As Harvard Business School Professor Rosabeth Moss Kanter has written, change is often a result of “Big Vision and Small Steps.” The Big Vision is creating and curating The Course in Compassion: A Curriculum of Caring (The Course). The small, essential and crucial steps are to pilot a series of medical humanities courses in all six modules, and, utilizing longitudinal data analysis, create metrics to measure patient outcomes and satisfaction over time, and physician satisfaction through their careers.
Impact
“It is far more important to know what person the disease has than what disease the person has.”
Hippocrates
Medical humanism is a core set of ideals
that should be taught from college through medical school, internship and
residency, and that should continue to inform a physician through their career.
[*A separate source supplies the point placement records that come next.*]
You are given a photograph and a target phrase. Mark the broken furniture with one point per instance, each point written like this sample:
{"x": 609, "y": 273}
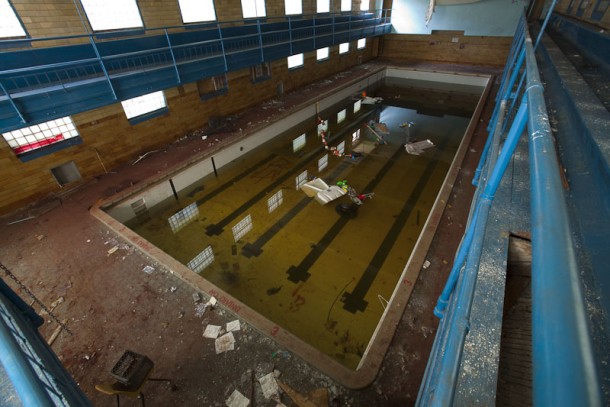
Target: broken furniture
{"x": 131, "y": 372}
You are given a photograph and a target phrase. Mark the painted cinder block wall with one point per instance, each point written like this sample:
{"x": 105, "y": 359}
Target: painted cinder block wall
{"x": 107, "y": 131}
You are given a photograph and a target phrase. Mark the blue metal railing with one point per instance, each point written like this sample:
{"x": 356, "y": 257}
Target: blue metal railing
{"x": 564, "y": 372}
{"x": 190, "y": 53}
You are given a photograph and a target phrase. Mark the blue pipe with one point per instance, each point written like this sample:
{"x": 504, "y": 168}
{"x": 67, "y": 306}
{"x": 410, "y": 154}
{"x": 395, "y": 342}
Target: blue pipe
{"x": 488, "y": 193}
{"x": 559, "y": 321}
{"x": 28, "y": 386}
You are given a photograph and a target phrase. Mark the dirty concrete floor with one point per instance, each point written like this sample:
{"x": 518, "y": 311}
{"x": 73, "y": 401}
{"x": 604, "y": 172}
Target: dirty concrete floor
{"x": 111, "y": 305}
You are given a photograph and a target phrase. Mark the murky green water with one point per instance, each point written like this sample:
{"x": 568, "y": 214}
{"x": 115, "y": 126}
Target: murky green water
{"x": 317, "y": 273}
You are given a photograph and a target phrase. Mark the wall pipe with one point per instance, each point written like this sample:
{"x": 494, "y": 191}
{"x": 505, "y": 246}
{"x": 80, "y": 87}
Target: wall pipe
{"x": 559, "y": 321}
{"x": 27, "y": 385}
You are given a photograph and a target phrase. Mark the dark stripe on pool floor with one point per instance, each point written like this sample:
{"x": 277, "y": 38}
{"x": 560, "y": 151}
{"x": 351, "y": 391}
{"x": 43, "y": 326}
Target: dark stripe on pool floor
{"x": 233, "y": 180}
{"x": 301, "y": 272}
{"x": 218, "y": 228}
{"x": 354, "y": 301}
{"x": 255, "y": 249}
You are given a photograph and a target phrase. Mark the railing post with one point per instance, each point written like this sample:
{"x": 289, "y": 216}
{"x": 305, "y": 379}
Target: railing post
{"x": 12, "y": 102}
{"x": 222, "y": 47}
{"x": 559, "y": 317}
{"x": 101, "y": 61}
{"x": 171, "y": 51}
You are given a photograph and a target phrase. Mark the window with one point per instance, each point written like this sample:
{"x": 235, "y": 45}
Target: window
{"x": 10, "y": 26}
{"x": 112, "y": 14}
{"x": 260, "y": 72}
{"x": 293, "y": 7}
{"x": 322, "y": 6}
{"x": 301, "y": 179}
{"x": 196, "y": 11}
{"x": 295, "y": 61}
{"x": 202, "y": 260}
{"x": 323, "y": 162}
{"x": 144, "y": 104}
{"x": 275, "y": 201}
{"x": 40, "y": 135}
{"x": 298, "y": 143}
{"x": 253, "y": 8}
{"x": 242, "y": 227}
{"x": 341, "y": 116}
{"x": 322, "y": 54}
{"x": 183, "y": 217}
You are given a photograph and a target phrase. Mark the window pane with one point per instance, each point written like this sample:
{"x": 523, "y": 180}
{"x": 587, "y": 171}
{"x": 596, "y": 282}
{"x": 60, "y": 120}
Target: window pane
{"x": 40, "y": 135}
{"x": 144, "y": 104}
{"x": 322, "y": 53}
{"x": 194, "y": 11}
{"x": 295, "y": 60}
{"x": 10, "y": 26}
{"x": 293, "y": 6}
{"x": 323, "y": 6}
{"x": 253, "y": 8}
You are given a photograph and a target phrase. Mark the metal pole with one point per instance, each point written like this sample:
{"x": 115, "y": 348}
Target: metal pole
{"x": 173, "y": 57}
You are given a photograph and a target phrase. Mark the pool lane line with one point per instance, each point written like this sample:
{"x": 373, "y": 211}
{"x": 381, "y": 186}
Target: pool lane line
{"x": 355, "y": 301}
{"x": 299, "y": 273}
{"x": 255, "y": 249}
{"x": 216, "y": 229}
{"x": 236, "y": 178}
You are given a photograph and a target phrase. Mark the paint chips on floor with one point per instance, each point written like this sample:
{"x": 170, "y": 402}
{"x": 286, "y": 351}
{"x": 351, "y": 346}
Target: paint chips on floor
{"x": 269, "y": 385}
{"x": 225, "y": 343}
{"x": 236, "y": 399}
{"x": 233, "y": 326}
{"x": 211, "y": 331}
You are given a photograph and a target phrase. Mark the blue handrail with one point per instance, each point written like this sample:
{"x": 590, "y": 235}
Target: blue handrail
{"x": 560, "y": 330}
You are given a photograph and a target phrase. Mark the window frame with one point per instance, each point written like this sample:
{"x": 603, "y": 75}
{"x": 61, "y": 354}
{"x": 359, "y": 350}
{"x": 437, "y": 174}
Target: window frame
{"x": 18, "y": 18}
{"x": 46, "y": 148}
{"x": 301, "y": 64}
{"x": 146, "y": 115}
{"x": 286, "y": 2}
{"x": 324, "y": 58}
{"x": 257, "y": 15}
{"x": 199, "y": 21}
{"x": 110, "y": 31}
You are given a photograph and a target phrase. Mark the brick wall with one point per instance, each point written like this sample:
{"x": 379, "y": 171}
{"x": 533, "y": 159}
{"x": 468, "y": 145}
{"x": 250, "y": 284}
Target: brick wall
{"x": 447, "y": 46}
{"x": 107, "y": 132}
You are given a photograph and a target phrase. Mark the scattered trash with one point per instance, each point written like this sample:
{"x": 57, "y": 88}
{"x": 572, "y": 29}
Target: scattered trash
{"x": 200, "y": 309}
{"x": 269, "y": 385}
{"x": 212, "y": 331}
{"x": 316, "y": 398}
{"x": 418, "y": 147}
{"x": 236, "y": 399}
{"x": 233, "y": 326}
{"x": 225, "y": 343}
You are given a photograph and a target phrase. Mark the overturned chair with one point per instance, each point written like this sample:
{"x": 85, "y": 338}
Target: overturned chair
{"x": 131, "y": 372}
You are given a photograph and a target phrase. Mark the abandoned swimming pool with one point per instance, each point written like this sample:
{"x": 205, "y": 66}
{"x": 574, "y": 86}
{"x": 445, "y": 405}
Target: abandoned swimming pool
{"x": 319, "y": 281}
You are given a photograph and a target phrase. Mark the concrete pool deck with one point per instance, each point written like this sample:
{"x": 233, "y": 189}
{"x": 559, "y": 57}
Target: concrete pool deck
{"x": 111, "y": 304}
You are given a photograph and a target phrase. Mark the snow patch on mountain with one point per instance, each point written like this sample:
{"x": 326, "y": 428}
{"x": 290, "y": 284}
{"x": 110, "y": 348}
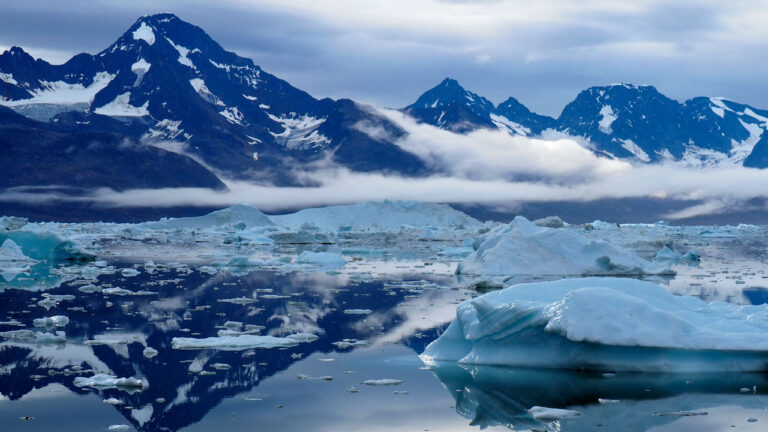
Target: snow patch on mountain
{"x": 300, "y": 132}
{"x": 718, "y": 107}
{"x": 145, "y": 33}
{"x": 202, "y": 90}
{"x": 504, "y": 123}
{"x": 121, "y": 107}
{"x": 606, "y": 120}
{"x": 233, "y": 115}
{"x": 8, "y": 78}
{"x": 62, "y": 93}
{"x": 166, "y": 129}
{"x": 183, "y": 53}
{"x": 742, "y": 149}
{"x": 140, "y": 67}
{"x": 635, "y": 149}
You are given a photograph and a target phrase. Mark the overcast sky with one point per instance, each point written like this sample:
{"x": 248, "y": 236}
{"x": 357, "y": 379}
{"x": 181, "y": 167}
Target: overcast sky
{"x": 387, "y": 52}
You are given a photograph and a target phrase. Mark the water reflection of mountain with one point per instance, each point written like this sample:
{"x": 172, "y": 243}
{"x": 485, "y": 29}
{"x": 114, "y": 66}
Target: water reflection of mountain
{"x": 501, "y": 396}
{"x": 188, "y": 304}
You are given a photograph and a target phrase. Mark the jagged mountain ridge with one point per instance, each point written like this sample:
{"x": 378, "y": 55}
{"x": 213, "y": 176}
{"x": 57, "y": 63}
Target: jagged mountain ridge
{"x": 165, "y": 79}
{"x": 620, "y": 120}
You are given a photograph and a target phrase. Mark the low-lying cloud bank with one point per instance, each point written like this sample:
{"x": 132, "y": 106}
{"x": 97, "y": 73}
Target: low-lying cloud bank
{"x": 483, "y": 167}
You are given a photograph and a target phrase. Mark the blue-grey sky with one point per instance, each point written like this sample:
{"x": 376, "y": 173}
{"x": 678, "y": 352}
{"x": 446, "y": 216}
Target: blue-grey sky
{"x": 387, "y": 52}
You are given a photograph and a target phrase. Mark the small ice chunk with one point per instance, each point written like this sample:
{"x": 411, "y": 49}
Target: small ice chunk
{"x": 50, "y": 322}
{"x": 358, "y": 311}
{"x": 129, "y": 272}
{"x": 383, "y": 381}
{"x": 104, "y": 381}
{"x": 325, "y": 260}
{"x": 551, "y": 414}
{"x": 522, "y": 248}
{"x": 237, "y": 343}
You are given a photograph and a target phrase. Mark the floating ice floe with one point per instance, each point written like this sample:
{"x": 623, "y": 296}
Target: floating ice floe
{"x": 325, "y": 260}
{"x": 42, "y": 245}
{"x": 383, "y": 381}
{"x": 608, "y": 324}
{"x": 50, "y": 322}
{"x": 34, "y": 337}
{"x": 105, "y": 381}
{"x": 244, "y": 215}
{"x": 236, "y": 343}
{"x": 523, "y": 248}
{"x": 13, "y": 261}
{"x": 551, "y": 414}
{"x": 385, "y": 215}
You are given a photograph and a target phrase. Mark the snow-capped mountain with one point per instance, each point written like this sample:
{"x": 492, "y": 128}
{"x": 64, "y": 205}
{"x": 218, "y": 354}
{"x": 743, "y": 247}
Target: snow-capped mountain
{"x": 450, "y": 106}
{"x": 621, "y": 120}
{"x": 640, "y": 123}
{"x": 165, "y": 79}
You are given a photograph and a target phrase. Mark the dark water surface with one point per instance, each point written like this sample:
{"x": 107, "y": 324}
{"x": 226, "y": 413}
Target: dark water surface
{"x": 368, "y": 330}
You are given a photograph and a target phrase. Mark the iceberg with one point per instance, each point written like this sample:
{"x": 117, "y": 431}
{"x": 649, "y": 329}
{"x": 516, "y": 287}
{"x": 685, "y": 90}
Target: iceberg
{"x": 13, "y": 261}
{"x": 51, "y": 322}
{"x": 105, "y": 381}
{"x": 237, "y": 343}
{"x": 325, "y": 260}
{"x": 385, "y": 215}
{"x": 523, "y": 248}
{"x": 604, "y": 324}
{"x": 497, "y": 396}
{"x": 43, "y": 245}
{"x": 239, "y": 216}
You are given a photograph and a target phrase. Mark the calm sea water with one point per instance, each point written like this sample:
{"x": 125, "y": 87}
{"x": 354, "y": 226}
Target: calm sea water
{"x": 368, "y": 330}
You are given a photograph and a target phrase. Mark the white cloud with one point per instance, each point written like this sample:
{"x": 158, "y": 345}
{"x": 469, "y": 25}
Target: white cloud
{"x": 485, "y": 167}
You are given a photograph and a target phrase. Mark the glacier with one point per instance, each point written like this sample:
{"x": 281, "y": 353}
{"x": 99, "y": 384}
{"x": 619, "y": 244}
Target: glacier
{"x": 604, "y": 324}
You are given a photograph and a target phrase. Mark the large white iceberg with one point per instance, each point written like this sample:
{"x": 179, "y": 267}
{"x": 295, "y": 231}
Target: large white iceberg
{"x": 13, "y": 261}
{"x": 523, "y": 248}
{"x": 385, "y": 215}
{"x": 43, "y": 245}
{"x": 604, "y": 324}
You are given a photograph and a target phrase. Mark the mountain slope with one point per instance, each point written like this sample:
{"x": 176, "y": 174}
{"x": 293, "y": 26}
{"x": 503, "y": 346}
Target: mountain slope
{"x": 449, "y": 106}
{"x": 88, "y": 159}
{"x": 623, "y": 121}
{"x": 168, "y": 80}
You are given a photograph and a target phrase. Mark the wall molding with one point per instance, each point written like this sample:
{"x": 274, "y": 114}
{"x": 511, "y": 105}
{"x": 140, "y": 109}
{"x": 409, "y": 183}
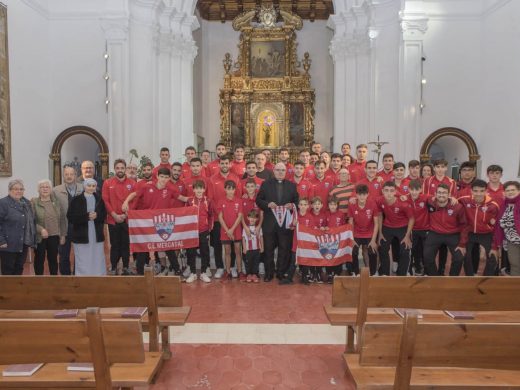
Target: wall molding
{"x": 38, "y": 7}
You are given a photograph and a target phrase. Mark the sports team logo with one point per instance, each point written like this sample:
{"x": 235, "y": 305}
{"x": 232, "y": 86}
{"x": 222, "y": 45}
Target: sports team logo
{"x": 164, "y": 225}
{"x": 328, "y": 245}
{"x": 279, "y": 213}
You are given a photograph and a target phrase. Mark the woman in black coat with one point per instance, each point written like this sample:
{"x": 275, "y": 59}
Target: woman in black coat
{"x": 87, "y": 215}
{"x": 17, "y": 229}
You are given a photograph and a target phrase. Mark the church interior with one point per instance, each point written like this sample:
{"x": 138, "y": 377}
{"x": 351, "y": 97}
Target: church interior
{"x": 425, "y": 80}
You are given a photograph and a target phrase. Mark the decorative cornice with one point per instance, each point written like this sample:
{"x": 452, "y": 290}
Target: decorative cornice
{"x": 115, "y": 28}
{"x": 38, "y": 7}
{"x": 413, "y": 24}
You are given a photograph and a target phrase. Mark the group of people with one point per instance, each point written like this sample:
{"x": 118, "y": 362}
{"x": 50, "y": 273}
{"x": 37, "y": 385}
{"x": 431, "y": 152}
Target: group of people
{"x": 248, "y": 211}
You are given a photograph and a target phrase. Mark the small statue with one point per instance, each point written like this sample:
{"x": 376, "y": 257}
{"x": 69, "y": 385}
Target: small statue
{"x": 227, "y": 63}
{"x": 267, "y": 135}
{"x": 291, "y": 19}
{"x": 306, "y": 62}
{"x": 243, "y": 20}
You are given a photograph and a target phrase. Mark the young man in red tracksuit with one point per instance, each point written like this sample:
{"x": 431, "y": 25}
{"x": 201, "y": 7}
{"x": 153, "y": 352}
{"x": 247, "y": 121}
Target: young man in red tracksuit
{"x": 481, "y": 214}
{"x": 321, "y": 184}
{"x": 364, "y": 216}
{"x": 447, "y": 222}
{"x": 440, "y": 167}
{"x": 371, "y": 180}
{"x": 419, "y": 203}
{"x": 397, "y": 225}
{"x": 335, "y": 218}
{"x": 194, "y": 174}
{"x": 205, "y": 216}
{"x": 115, "y": 191}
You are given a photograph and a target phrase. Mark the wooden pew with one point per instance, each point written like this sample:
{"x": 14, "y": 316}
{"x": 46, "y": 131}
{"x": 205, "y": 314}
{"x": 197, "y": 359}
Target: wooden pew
{"x": 358, "y": 300}
{"x": 420, "y": 355}
{"x": 40, "y": 296}
{"x": 114, "y": 346}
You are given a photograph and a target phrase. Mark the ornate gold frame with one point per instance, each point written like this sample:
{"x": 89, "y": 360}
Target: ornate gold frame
{"x": 241, "y": 87}
{"x": 470, "y": 143}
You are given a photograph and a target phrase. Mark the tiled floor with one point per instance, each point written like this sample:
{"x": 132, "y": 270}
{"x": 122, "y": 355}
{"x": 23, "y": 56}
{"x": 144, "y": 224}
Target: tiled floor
{"x": 236, "y": 302}
{"x": 259, "y": 367}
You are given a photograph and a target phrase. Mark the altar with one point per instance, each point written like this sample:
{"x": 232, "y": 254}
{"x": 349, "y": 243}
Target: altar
{"x": 267, "y": 101}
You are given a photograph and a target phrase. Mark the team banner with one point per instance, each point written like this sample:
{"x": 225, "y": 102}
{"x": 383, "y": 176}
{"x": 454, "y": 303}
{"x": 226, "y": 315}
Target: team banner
{"x": 279, "y": 213}
{"x": 163, "y": 230}
{"x": 324, "y": 248}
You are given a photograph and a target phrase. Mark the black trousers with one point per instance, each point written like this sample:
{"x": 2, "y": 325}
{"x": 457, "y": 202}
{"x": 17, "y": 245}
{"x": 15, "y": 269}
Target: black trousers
{"x": 252, "y": 260}
{"x": 443, "y": 259}
{"x": 433, "y": 242}
{"x": 391, "y": 234}
{"x": 141, "y": 259}
{"x": 64, "y": 253}
{"x": 372, "y": 257}
{"x": 204, "y": 253}
{"x": 174, "y": 261}
{"x": 119, "y": 244}
{"x": 217, "y": 247}
{"x": 49, "y": 246}
{"x": 282, "y": 239}
{"x": 11, "y": 263}
{"x": 418, "y": 240}
{"x": 473, "y": 247}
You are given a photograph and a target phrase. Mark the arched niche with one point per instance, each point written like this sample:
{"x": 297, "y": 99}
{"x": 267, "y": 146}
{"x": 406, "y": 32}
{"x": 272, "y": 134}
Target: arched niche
{"x": 473, "y": 154}
{"x": 55, "y": 155}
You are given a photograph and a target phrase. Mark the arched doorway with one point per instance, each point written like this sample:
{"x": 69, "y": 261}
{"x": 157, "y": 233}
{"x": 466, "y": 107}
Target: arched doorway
{"x": 56, "y": 155}
{"x": 436, "y": 139}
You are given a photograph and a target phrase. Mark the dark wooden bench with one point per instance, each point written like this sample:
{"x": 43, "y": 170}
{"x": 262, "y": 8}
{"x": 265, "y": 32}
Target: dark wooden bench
{"x": 40, "y": 296}
{"x": 114, "y": 347}
{"x": 422, "y": 355}
{"x": 373, "y": 299}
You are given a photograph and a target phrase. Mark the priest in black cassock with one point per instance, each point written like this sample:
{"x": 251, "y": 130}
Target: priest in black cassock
{"x": 277, "y": 197}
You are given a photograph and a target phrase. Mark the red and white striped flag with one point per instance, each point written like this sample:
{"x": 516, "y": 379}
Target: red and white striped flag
{"x": 324, "y": 248}
{"x": 163, "y": 230}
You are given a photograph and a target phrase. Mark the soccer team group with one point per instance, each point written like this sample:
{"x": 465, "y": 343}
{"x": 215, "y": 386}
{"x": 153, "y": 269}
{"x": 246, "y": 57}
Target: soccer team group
{"x": 403, "y": 222}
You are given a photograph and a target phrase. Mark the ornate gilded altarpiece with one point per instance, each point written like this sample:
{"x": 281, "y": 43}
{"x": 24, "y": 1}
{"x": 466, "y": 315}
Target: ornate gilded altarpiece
{"x": 267, "y": 100}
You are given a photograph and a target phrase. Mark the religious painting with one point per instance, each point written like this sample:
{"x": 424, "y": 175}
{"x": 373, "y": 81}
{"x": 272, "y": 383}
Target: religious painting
{"x": 5, "y": 120}
{"x": 296, "y": 125}
{"x": 267, "y": 59}
{"x": 238, "y": 128}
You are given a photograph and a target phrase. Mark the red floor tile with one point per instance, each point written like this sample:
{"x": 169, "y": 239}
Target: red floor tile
{"x": 254, "y": 367}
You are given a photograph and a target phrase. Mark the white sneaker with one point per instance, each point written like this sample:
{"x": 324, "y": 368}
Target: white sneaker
{"x": 205, "y": 278}
{"x": 191, "y": 278}
{"x": 219, "y": 273}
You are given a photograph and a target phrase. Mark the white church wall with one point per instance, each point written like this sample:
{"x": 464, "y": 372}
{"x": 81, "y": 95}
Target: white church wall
{"x": 453, "y": 69}
{"x": 77, "y": 70}
{"x": 30, "y": 82}
{"x": 500, "y": 137}
{"x": 218, "y": 38}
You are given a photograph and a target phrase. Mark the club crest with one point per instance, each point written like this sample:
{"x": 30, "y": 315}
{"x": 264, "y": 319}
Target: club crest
{"x": 164, "y": 225}
{"x": 328, "y": 245}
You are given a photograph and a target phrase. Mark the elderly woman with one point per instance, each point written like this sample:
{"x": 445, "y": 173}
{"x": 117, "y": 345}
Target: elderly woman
{"x": 50, "y": 228}
{"x": 87, "y": 215}
{"x": 507, "y": 227}
{"x": 17, "y": 229}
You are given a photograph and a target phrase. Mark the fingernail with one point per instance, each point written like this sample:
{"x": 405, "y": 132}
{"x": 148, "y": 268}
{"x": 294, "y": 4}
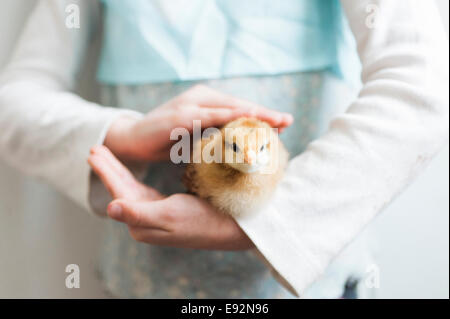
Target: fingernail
{"x": 115, "y": 211}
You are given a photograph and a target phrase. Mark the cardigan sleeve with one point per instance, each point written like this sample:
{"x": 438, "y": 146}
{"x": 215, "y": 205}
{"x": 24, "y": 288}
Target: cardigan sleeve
{"x": 370, "y": 153}
{"x": 46, "y": 130}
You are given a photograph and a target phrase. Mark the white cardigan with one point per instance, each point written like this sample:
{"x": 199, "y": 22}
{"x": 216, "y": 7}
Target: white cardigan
{"x": 331, "y": 191}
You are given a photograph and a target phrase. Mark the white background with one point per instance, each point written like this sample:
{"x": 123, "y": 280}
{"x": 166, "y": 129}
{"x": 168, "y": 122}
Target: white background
{"x": 413, "y": 233}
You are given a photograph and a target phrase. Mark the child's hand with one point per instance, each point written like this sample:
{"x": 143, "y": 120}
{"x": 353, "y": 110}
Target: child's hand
{"x": 148, "y": 139}
{"x": 179, "y": 220}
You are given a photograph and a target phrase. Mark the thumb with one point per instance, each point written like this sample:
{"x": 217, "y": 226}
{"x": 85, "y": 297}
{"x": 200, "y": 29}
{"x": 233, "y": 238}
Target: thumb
{"x": 137, "y": 213}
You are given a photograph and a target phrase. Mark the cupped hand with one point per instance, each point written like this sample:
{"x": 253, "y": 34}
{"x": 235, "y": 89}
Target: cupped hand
{"x": 179, "y": 220}
{"x": 148, "y": 139}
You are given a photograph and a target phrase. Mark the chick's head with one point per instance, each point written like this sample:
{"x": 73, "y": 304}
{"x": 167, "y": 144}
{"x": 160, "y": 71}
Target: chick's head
{"x": 248, "y": 145}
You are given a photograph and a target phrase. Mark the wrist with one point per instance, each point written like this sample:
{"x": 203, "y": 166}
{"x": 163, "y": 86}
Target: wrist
{"x": 119, "y": 138}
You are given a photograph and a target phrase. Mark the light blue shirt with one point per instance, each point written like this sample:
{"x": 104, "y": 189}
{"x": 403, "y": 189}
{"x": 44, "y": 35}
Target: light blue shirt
{"x": 148, "y": 41}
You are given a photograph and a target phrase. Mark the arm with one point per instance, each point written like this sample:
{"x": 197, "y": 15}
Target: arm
{"x": 46, "y": 130}
{"x": 371, "y": 153}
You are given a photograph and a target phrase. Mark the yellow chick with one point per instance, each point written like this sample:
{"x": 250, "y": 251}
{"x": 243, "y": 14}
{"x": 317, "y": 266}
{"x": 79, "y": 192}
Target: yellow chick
{"x": 240, "y": 166}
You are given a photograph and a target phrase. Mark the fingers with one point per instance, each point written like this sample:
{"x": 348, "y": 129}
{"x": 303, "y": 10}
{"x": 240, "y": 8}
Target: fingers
{"x": 108, "y": 175}
{"x": 148, "y": 214}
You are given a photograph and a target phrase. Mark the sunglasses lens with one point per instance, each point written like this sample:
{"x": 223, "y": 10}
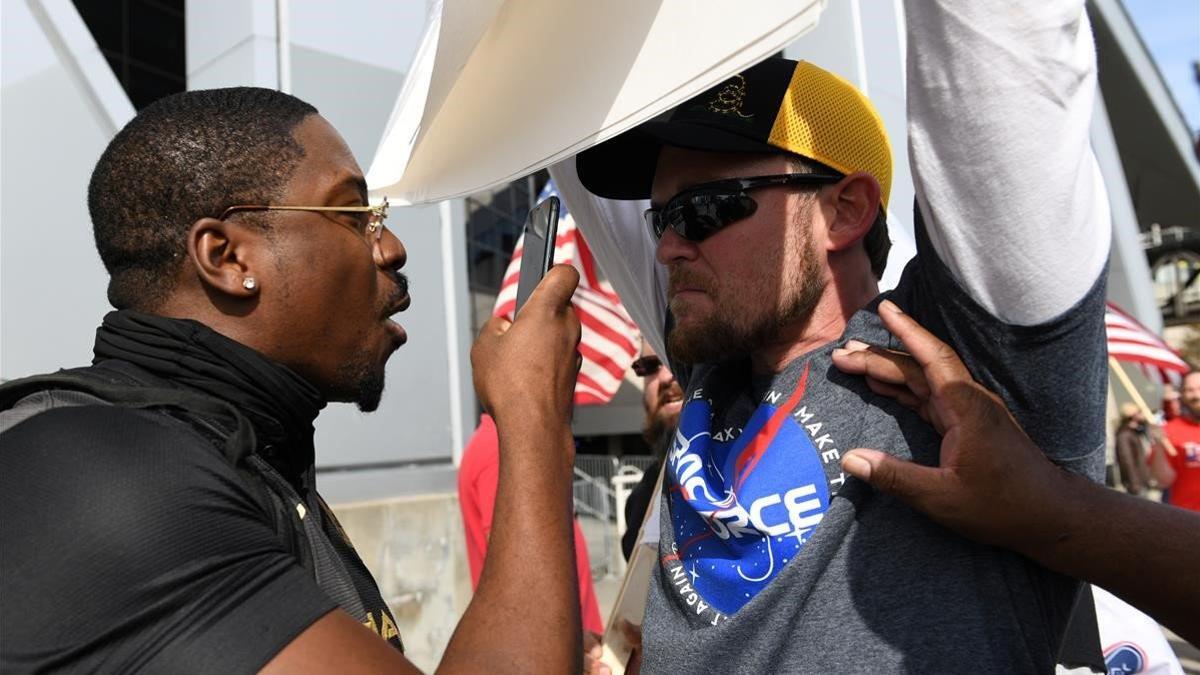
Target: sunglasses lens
{"x": 647, "y": 365}
{"x": 700, "y": 215}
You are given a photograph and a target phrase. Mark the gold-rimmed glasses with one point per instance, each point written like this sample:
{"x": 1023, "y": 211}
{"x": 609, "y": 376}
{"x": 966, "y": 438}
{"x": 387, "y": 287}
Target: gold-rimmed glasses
{"x": 372, "y": 231}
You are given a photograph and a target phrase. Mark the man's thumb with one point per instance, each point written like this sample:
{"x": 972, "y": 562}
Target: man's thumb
{"x": 889, "y": 475}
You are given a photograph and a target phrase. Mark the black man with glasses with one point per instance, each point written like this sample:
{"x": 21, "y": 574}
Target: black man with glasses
{"x": 768, "y": 210}
{"x": 161, "y": 506}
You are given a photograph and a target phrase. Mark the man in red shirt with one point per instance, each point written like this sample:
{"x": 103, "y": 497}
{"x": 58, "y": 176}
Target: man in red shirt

Medical humanism serves as a beacon and lodestone for how physicians listen,
respond and care for their patients, as well as providing a road map for the
well-being of a physician’s own mind and body over the course of their professional
lives. The Course in Compassion will
be a foundational paradigm around which physicians can be better engaged, and
more motivated and passionate about providing care.
Patients will achieve better outcomes, and physicians and their healthcare
teams will enjoy longer and more fulfilling careers. This is an initiative
which can no longer be fragmented, ad
hoc and elective. The Course must become the epicenter of medical
education and professional practice.